Jews in North West London suffered a spate of attacks over the Sabbath, the UK-based organization the Campaign Against Antisemitism (CAA) reported.
According to the Jewish neighborhood patrol group Shomrim, the first incident occurred at approximately 10:30 pm on Friday night. Recognizably Jewish families walking home from the Shabbos seudah at friends’ houses were pelted with eggs from a moving car on Edgwarebury Lane, Edgware.
The second took place at dawn on Shabbos in the same neighborhood. A brick with swastikas and anti-Semitic slurs drawn on it was hurled through the window of a Jewish family’s home.
The third, involving swastika graffiti on a residential building on Watford Way, Mill Hill, was discovered a while later.
Shomrom London is calling on witnesses to come forward, while the Metropolitan Police Service investigates.
CAA chairman Gideon Falter told The Algemeiner at the end of August that because British Jews are “being denied justice” by the country’s main criminal prosecution agency for failing to properly address hate crimes against them, “The resulting atmosphere of impunity is enabling antisemitism in our country to grow and become increasingly violent.”
Falter said that the CAA’s National Antisemitic Crime Audit revealed that hate crimes against British Jews surged to a new peak in 2015.

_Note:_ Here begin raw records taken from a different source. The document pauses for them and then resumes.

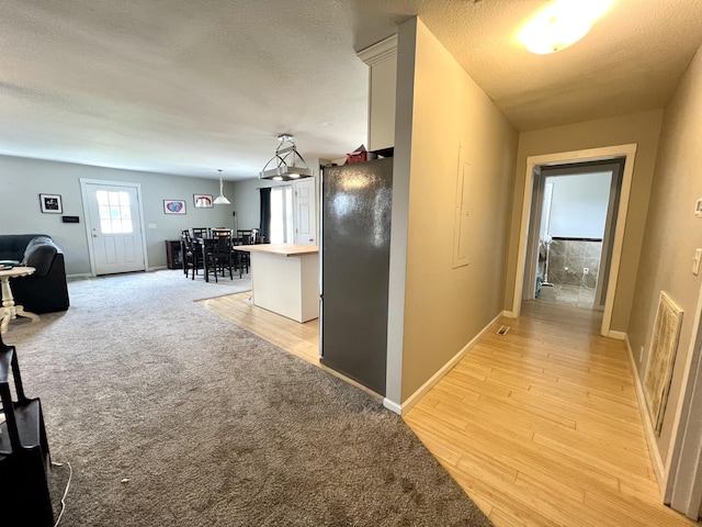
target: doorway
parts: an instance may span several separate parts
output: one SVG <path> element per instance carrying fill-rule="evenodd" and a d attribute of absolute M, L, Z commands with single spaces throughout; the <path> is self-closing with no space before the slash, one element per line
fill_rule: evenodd
<path fill-rule="evenodd" d="M 602 314 L 602 325 L 600 334 L 603 336 L 624 338 L 624 334 L 612 332 L 610 326 L 612 322 L 612 311 L 614 299 L 616 296 L 616 285 L 620 271 L 621 251 L 624 239 L 624 231 L 626 227 L 626 213 L 629 209 L 629 194 L 631 190 L 632 176 L 634 170 L 634 159 L 636 155 L 636 145 L 619 145 L 602 148 L 591 148 L 587 150 L 574 150 L 556 154 L 547 154 L 542 156 L 532 156 L 526 159 L 526 173 L 524 177 L 524 193 L 522 201 L 522 218 L 519 239 L 519 253 L 517 260 L 517 272 L 514 277 L 514 294 L 512 299 L 512 311 L 510 316 L 519 317 L 521 312 L 521 302 L 524 295 L 524 288 L 530 287 L 535 278 L 535 269 L 531 268 L 535 261 L 535 255 L 528 257 L 529 253 L 529 235 L 533 232 L 533 214 L 532 204 L 534 195 L 534 180 L 537 178 L 543 168 L 563 165 L 574 165 L 587 161 L 613 161 L 623 159 L 623 171 L 621 191 L 619 202 L 612 208 L 612 215 L 615 217 L 614 224 L 616 228 L 611 236 L 611 257 L 607 278 L 603 280 L 604 310 Z M 615 209 L 615 211 L 614 211 Z M 533 253 L 535 249 L 531 248 Z M 605 289 L 604 289 L 605 288 Z"/>
<path fill-rule="evenodd" d="M 522 298 L 603 311 L 624 160 L 540 168 Z"/>
<path fill-rule="evenodd" d="M 141 186 L 80 180 L 94 276 L 146 270 Z"/>

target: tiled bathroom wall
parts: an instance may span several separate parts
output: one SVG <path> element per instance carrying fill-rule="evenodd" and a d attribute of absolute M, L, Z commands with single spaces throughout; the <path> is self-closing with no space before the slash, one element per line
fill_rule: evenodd
<path fill-rule="evenodd" d="M 595 289 L 600 271 L 602 240 L 553 238 L 548 254 L 548 281 Z M 588 273 L 584 269 L 588 269 Z"/>

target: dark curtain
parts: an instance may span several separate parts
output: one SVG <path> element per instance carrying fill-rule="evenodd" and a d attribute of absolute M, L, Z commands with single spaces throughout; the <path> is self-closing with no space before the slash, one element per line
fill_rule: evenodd
<path fill-rule="evenodd" d="M 271 242 L 271 189 L 261 191 L 261 237 L 269 244 Z"/>

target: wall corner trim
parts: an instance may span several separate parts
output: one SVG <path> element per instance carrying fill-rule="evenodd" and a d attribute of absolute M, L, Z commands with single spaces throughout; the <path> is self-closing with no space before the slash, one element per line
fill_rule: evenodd
<path fill-rule="evenodd" d="M 610 332 L 611 333 L 611 332 Z M 646 411 L 646 397 L 644 395 L 644 386 L 641 383 L 641 378 L 636 374 L 636 361 L 634 360 L 634 352 L 632 351 L 632 345 L 629 341 L 629 335 L 624 334 L 624 343 L 626 344 L 626 355 L 629 355 L 629 363 L 632 368 L 632 375 L 634 375 L 634 383 L 636 384 L 636 399 L 638 401 L 638 411 L 641 412 L 641 419 L 644 425 L 644 435 L 646 436 L 646 444 L 648 445 L 648 456 L 650 456 L 650 462 L 654 466 L 654 472 L 656 473 L 656 481 L 658 483 L 658 491 L 660 492 L 661 500 L 664 498 L 666 487 L 666 471 L 660 458 L 660 451 L 658 450 L 658 444 L 656 441 L 656 433 L 654 426 L 650 423 L 650 416 Z"/>
<path fill-rule="evenodd" d="M 610 338 L 615 338 L 616 340 L 626 340 L 626 346 L 629 346 L 629 337 L 624 332 L 610 330 L 610 333 L 608 333 L 607 336 Z"/>
<path fill-rule="evenodd" d="M 403 415 L 403 406 L 397 404 L 395 401 L 390 401 L 389 399 L 385 397 L 383 400 L 383 406 L 385 406 L 390 412 L 395 412 L 397 415 Z"/>
<path fill-rule="evenodd" d="M 409 412 L 412 406 L 415 406 L 419 402 L 419 400 L 429 392 L 429 390 L 431 390 L 441 379 L 443 379 L 443 377 L 458 363 L 458 361 L 465 356 L 465 354 L 467 354 L 478 343 L 478 340 L 480 340 L 480 338 L 485 336 L 485 334 L 497 323 L 497 321 L 500 319 L 502 313 L 503 312 L 498 313 L 497 316 L 488 322 L 488 324 L 483 329 L 480 329 L 480 332 L 475 337 L 473 337 L 468 344 L 466 344 L 456 355 L 453 356 L 452 359 L 443 365 L 443 367 L 439 371 L 431 375 L 431 378 L 427 382 L 424 382 L 419 388 L 419 390 L 407 397 L 407 400 L 401 404 L 400 412 L 398 413 L 400 415 L 405 415 L 407 412 Z M 387 406 L 386 404 L 385 407 L 389 408 L 389 406 Z"/>
<path fill-rule="evenodd" d="M 372 46 L 361 49 L 355 54 L 367 66 L 387 60 L 388 58 L 397 56 L 397 34 L 388 36 L 387 38 L 376 42 Z"/>

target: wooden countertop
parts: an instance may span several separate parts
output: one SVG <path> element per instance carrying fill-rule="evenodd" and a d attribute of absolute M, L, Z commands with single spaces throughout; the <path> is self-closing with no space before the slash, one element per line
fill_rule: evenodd
<path fill-rule="evenodd" d="M 246 250 L 247 253 L 265 253 L 278 256 L 304 256 L 316 255 L 319 247 L 316 245 L 296 245 L 296 244 L 257 244 L 257 245 L 235 245 L 235 250 Z"/>

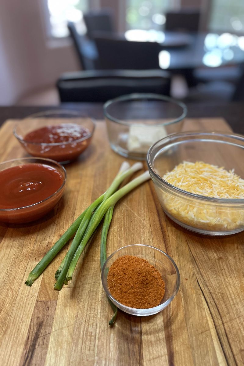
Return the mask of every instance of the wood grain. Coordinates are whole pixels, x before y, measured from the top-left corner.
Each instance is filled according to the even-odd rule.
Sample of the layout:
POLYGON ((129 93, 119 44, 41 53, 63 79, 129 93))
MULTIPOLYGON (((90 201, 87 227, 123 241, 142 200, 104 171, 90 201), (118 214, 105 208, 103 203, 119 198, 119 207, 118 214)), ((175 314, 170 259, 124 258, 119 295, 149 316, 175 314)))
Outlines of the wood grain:
MULTIPOLYGON (((27 156, 12 134, 16 123, 9 121, 0 130, 2 161, 27 156)), ((221 119, 201 119, 186 120, 183 129, 230 128, 221 119)), ((36 263, 109 185, 124 160, 110 149, 105 124, 98 123, 91 145, 65 167, 65 194, 54 210, 32 223, 0 224, 1 366, 244 364, 244 234, 212 238, 184 230, 165 216, 152 182, 116 205, 108 254, 143 243, 173 258, 181 283, 163 311, 142 318, 119 311, 109 327, 111 310, 101 280, 101 227, 68 287, 60 292, 53 288, 67 246, 31 287, 25 285, 36 263)))

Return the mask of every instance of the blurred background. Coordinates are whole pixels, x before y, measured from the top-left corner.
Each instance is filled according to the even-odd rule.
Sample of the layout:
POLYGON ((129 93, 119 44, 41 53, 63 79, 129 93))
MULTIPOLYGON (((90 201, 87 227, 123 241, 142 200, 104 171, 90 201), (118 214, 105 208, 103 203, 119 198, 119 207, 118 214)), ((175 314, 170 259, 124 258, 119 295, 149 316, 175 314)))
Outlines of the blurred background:
POLYGON ((244 99, 243 0, 2 0, 0 9, 1 105, 103 101, 127 92, 121 80, 135 91, 135 77, 142 91, 169 81, 162 93, 185 101, 244 99), (109 83, 117 91, 103 97, 109 83))

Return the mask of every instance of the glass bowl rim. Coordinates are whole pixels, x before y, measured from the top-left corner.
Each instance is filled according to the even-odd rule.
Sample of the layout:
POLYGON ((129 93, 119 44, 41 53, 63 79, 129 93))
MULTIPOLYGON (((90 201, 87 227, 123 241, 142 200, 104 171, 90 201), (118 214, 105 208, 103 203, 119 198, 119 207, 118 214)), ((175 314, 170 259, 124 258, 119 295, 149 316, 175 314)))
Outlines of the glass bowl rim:
POLYGON ((80 112, 79 112, 79 111, 78 110, 75 110, 74 109, 71 110, 69 110, 68 109, 53 109, 53 110, 52 110, 52 109, 49 109, 48 110, 44 111, 43 112, 37 112, 36 113, 33 113, 32 114, 29 115, 29 116, 27 116, 24 118, 22 118, 22 119, 20 119, 19 122, 16 123, 15 126, 14 126, 14 130, 13 131, 13 133, 16 138, 21 142, 26 142, 27 143, 31 144, 32 145, 35 145, 37 146, 59 146, 61 145, 70 145, 71 143, 81 142, 83 141, 85 141, 85 140, 87 140, 88 139, 91 137, 93 135, 95 127, 96 124, 95 122, 94 119, 92 118, 87 116, 81 116, 80 112), (74 116, 79 116, 81 118, 84 118, 89 119, 92 124, 93 127, 92 130, 91 131, 90 131, 89 130, 90 133, 87 135, 87 136, 85 136, 84 137, 82 137, 81 138, 77 139, 74 140, 73 141, 64 141, 63 142, 49 143, 34 142, 33 141, 28 141, 27 140, 25 140, 22 137, 19 135, 18 135, 16 131, 16 129, 18 127, 19 124, 24 123, 26 120, 28 120, 29 119, 32 119, 33 118, 35 118, 37 117, 41 117, 42 116, 45 116, 45 115, 49 115, 51 114, 57 115, 59 113, 63 113, 64 114, 67 114, 73 115, 74 116))
MULTIPOLYGON (((128 255, 129 255, 128 254, 128 255)), ((109 257, 108 257, 106 261, 104 262, 104 264, 102 266, 102 272, 101 274, 101 278, 102 280, 102 287, 104 289, 104 291, 106 292, 106 295, 111 300, 112 300, 112 302, 114 303, 114 304, 115 304, 115 305, 117 305, 117 307, 119 307, 119 308, 122 308, 123 311, 124 311, 126 313, 127 313, 128 311, 129 311, 129 314, 131 314, 131 312, 135 311, 140 311, 141 313, 143 313, 143 312, 144 313, 148 312, 150 313, 150 311, 151 312, 153 311, 154 314, 155 314, 156 313, 159 313, 160 311, 161 311, 161 310, 162 310, 163 309, 164 309, 165 307, 166 307, 166 306, 168 306, 169 304, 171 302, 171 301, 173 300, 174 298, 176 296, 176 295, 177 294, 177 292, 178 291, 178 290, 179 290, 179 288, 180 287, 180 272, 179 272, 179 270, 178 269, 178 267, 176 265, 174 260, 172 259, 172 258, 171 258, 171 257, 170 257, 169 255, 168 254, 167 254, 166 253, 165 253, 165 252, 163 251, 162 250, 161 250, 161 249, 159 249, 158 248, 155 248, 155 247, 152 247, 150 245, 147 245, 146 244, 131 244, 129 245, 126 245, 125 246, 121 247, 121 248, 119 248, 118 249, 117 249, 116 250, 115 250, 114 252, 113 252, 113 253, 112 253, 112 254, 110 254, 109 257), (176 277, 177 277, 176 289, 174 291, 173 293, 173 294, 171 295, 170 297, 169 298, 169 299, 168 299, 168 300, 167 300, 165 302, 163 302, 162 304, 160 304, 160 305, 158 305, 157 306, 154 306, 154 307, 149 307, 144 309, 141 309, 136 307, 130 307, 129 306, 127 306, 126 305, 124 305, 124 304, 121 304, 121 303, 117 301, 117 300, 116 300, 116 299, 115 299, 113 297, 113 296, 112 296, 112 295, 110 293, 110 291, 109 291, 109 290, 107 290, 106 288, 106 286, 105 285, 105 284, 104 283, 104 271, 105 270, 105 268, 106 268, 107 263, 108 263, 108 261, 112 257, 113 257, 113 256, 114 254, 116 254, 118 252, 119 252, 120 251, 123 249, 124 249, 125 248, 127 248, 127 247, 129 248, 130 247, 147 247, 147 248, 150 248, 150 249, 153 249, 154 250, 156 251, 159 252, 159 253, 160 253, 161 254, 163 254, 165 257, 166 257, 168 258, 168 259, 169 261, 171 262, 172 264, 173 264, 173 266, 174 266, 174 268, 175 270, 176 274, 176 277), (158 310, 158 311, 156 311, 157 310, 158 310)), ((140 315, 142 315, 142 314, 141 314, 140 315)), ((150 314, 149 314, 148 315, 150 315, 150 314)))
MULTIPOLYGON (((33 157, 19 158, 16 158, 16 159, 11 159, 11 160, 6 160, 5 161, 1 161, 0 163, 0 167, 1 167, 1 165, 2 164, 5 164, 6 163, 10 163, 13 161, 16 161, 18 160, 31 160, 33 159, 34 159, 35 160, 39 160, 42 161, 44 160, 46 161, 49 162, 50 163, 54 163, 55 165, 57 165, 60 168, 61 168, 61 170, 63 171, 63 172, 64 173, 64 181, 62 183, 62 185, 59 188, 59 189, 57 190, 57 191, 56 191, 55 192, 54 192, 50 196, 49 196, 48 197, 47 197, 46 198, 45 198, 44 199, 43 199, 41 201, 40 201, 39 202, 36 202, 36 203, 32 203, 32 205, 29 205, 28 206, 23 206, 22 207, 16 207, 16 208, 14 208, 0 209, 0 212, 8 212, 9 211, 16 211, 17 210, 21 210, 23 209, 28 208, 29 207, 32 207, 33 206, 36 206, 37 205, 39 205, 40 203, 42 203, 43 202, 45 202, 45 201, 47 201, 48 199, 49 199, 49 198, 50 198, 51 197, 54 196, 57 193, 58 193, 59 192, 60 192, 64 186, 64 185, 65 185, 65 183, 66 181, 66 179, 67 178, 66 171, 65 168, 64 168, 64 167, 63 167, 62 165, 61 165, 61 164, 59 164, 59 163, 57 162, 57 161, 55 161, 55 160, 52 160, 52 159, 49 159, 48 158, 40 158, 40 157, 33 157)), ((33 164, 33 163, 30 163, 30 164, 33 164)), ((20 165, 20 164, 19 164, 18 165, 20 165)), ((45 165, 45 164, 43 164, 43 165, 45 165)), ((18 165, 15 165, 14 166, 16 167, 18 166, 18 165)), ((11 167, 9 167, 11 168, 11 167)), ((6 169, 8 169, 8 168, 6 168, 6 169)))
MULTIPOLYGON (((158 175, 157 173, 153 169, 151 163, 151 155, 152 153, 152 152, 153 151, 154 149, 156 147, 156 146, 158 144, 160 145, 160 144, 164 140, 166 140, 167 139, 168 139, 169 140, 169 142, 171 138, 173 138, 175 137, 181 137, 182 136, 183 137, 185 136, 187 137, 192 135, 196 135, 196 136, 203 136, 204 135, 209 136, 214 135, 224 138, 228 137, 233 138, 236 139, 237 141, 238 140, 240 140, 244 143, 244 137, 242 136, 241 135, 238 135, 237 134, 222 133, 220 132, 217 131, 188 131, 185 132, 180 132, 177 133, 170 134, 168 135, 167 136, 166 136, 163 138, 159 140, 158 141, 157 141, 153 145, 152 145, 151 147, 149 148, 147 156, 147 162, 150 175, 151 176, 152 176, 154 179, 159 183, 161 185, 166 186, 168 188, 170 188, 170 190, 173 191, 174 192, 176 192, 178 194, 180 193, 181 194, 185 196, 186 198, 189 198, 189 197, 191 197, 197 200, 200 200, 202 201, 207 201, 209 203, 215 202, 218 203, 220 203, 220 204, 225 203, 244 204, 244 198, 220 198, 217 197, 208 197, 207 196, 203 196, 200 194, 195 194, 195 193, 192 193, 190 192, 188 192, 187 191, 184 191, 184 190, 181 189, 181 188, 179 188, 178 187, 176 187, 175 186, 173 186, 173 184, 172 184, 171 183, 169 183, 169 182, 167 182, 166 180, 165 180, 164 179, 161 177, 159 175, 158 175)), ((213 139, 213 141, 216 143, 218 142, 218 141, 215 141, 213 139)), ((182 141, 182 142, 186 142, 186 141, 184 142, 182 141)), ((224 141, 222 142, 225 143, 227 143, 225 141, 224 141)), ((237 144, 236 145, 237 146, 240 146, 240 145, 238 145, 237 144)), ((243 148, 244 148, 244 146, 243 147, 243 148)))
POLYGON ((176 119, 172 119, 172 120, 168 122, 164 123, 157 123, 153 124, 150 126, 166 126, 169 124, 173 124, 178 122, 180 122, 183 119, 187 114, 187 107, 183 102, 177 100, 173 98, 168 97, 167 96, 161 95, 161 94, 154 94, 153 93, 133 93, 131 94, 126 94, 125 95, 121 96, 120 97, 117 97, 113 99, 110 99, 106 102, 103 105, 104 114, 105 116, 110 120, 113 122, 116 123, 119 123, 127 126, 131 126, 133 124, 131 122, 127 122, 126 121, 122 121, 116 117, 112 117, 107 111, 107 108, 113 103, 117 103, 118 102, 124 101, 132 101, 138 99, 159 99, 161 101, 171 102, 172 103, 177 104, 177 105, 181 107, 183 109, 182 113, 180 116, 176 119))

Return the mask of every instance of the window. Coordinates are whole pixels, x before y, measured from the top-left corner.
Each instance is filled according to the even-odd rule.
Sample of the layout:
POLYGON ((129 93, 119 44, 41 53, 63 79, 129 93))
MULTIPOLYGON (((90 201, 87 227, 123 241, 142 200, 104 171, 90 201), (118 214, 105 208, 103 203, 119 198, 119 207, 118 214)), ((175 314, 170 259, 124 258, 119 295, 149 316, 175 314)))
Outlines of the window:
POLYGON ((162 30, 165 22, 164 13, 175 7, 176 0, 126 0, 127 29, 162 30))
POLYGON ((213 0, 210 12, 211 31, 244 33, 243 0, 213 0))
POLYGON ((50 35, 65 37, 68 35, 67 21, 76 23, 81 33, 86 31, 82 21, 83 13, 89 8, 89 0, 47 0, 49 12, 50 35))

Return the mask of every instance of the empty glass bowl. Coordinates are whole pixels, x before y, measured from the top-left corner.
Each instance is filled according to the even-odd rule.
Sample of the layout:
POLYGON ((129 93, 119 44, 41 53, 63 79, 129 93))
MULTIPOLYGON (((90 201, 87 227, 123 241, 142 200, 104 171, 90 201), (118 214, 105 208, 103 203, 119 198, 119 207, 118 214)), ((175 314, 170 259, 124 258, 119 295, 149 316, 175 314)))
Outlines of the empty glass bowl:
POLYGON ((144 160, 149 147, 181 130, 187 108, 168 97, 139 93, 106 102, 104 113, 111 148, 126 157, 144 160))
MULTIPOLYGON (((244 199, 195 194, 162 178, 183 161, 223 167, 244 179, 244 137, 219 132, 175 134, 156 142, 148 152, 147 165, 165 213, 186 229, 202 234, 227 235, 244 230, 244 199)), ((213 182, 214 184, 214 182, 213 182)))
POLYGON ((180 273, 172 258, 162 250, 143 244, 133 244, 120 248, 108 257, 102 270, 102 283, 105 292, 112 303, 119 309, 132 315, 145 316, 159 313, 170 303, 179 289, 180 273), (117 258, 123 255, 134 255, 146 259, 159 272, 165 284, 164 296, 159 305, 147 309, 129 307, 117 301, 112 296, 108 286, 108 273, 117 258))
POLYGON ((76 159, 89 146, 94 130, 92 120, 82 117, 78 111, 47 111, 20 121, 14 128, 14 134, 30 155, 64 164, 76 159), (47 131, 47 128, 53 128, 56 129, 47 131), (37 131, 39 134, 34 140, 31 135, 36 134, 37 131), (51 142, 45 142, 46 140, 42 137, 44 134, 45 138, 47 136, 49 141, 50 138, 51 142), (55 142, 56 139, 60 138, 63 141, 55 142))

This year’s annual report on worldwide antisemitism — presented by to the Israeli cabinet on Sunday by Diaspora Affairs and Education Minister Naftali Bennett ahead of International Holocaust Remembrance Day this coming Friday — revealed an increase in hate crimes against Jews in 2016. Britain was among the countries that experienced a rise in antisemitic incidents, including a 62% rise in the number of violent attacks in London alone.
Although the report found that the majority of the incidents in the UK were perpetrated by members of the far-right, the left-wing Labour Party was also examined for its contribution to the overall antisemitic atmosphere.
In October, British Prime Minister Theresa May declared that Labour Party leader Jeremy Corbyn must “think very carefully” about antisemitism within his party. May made the statement during a Prime Minister’s Questions session, just days after the publication of a House of Commons Home Affairs Select Committee report that found Labour had shown “demonstrable incompetence” in dealing with antisemitism within its ranks.
In response to a question posed by Conservative MP Oliver Dowden, May said: “I absolutely agree with my honorable friend that this house should send a very clear message that we will not tolerate antisemitism. I have been concerned about the rise in the number of incidents of antisemitism in this country.”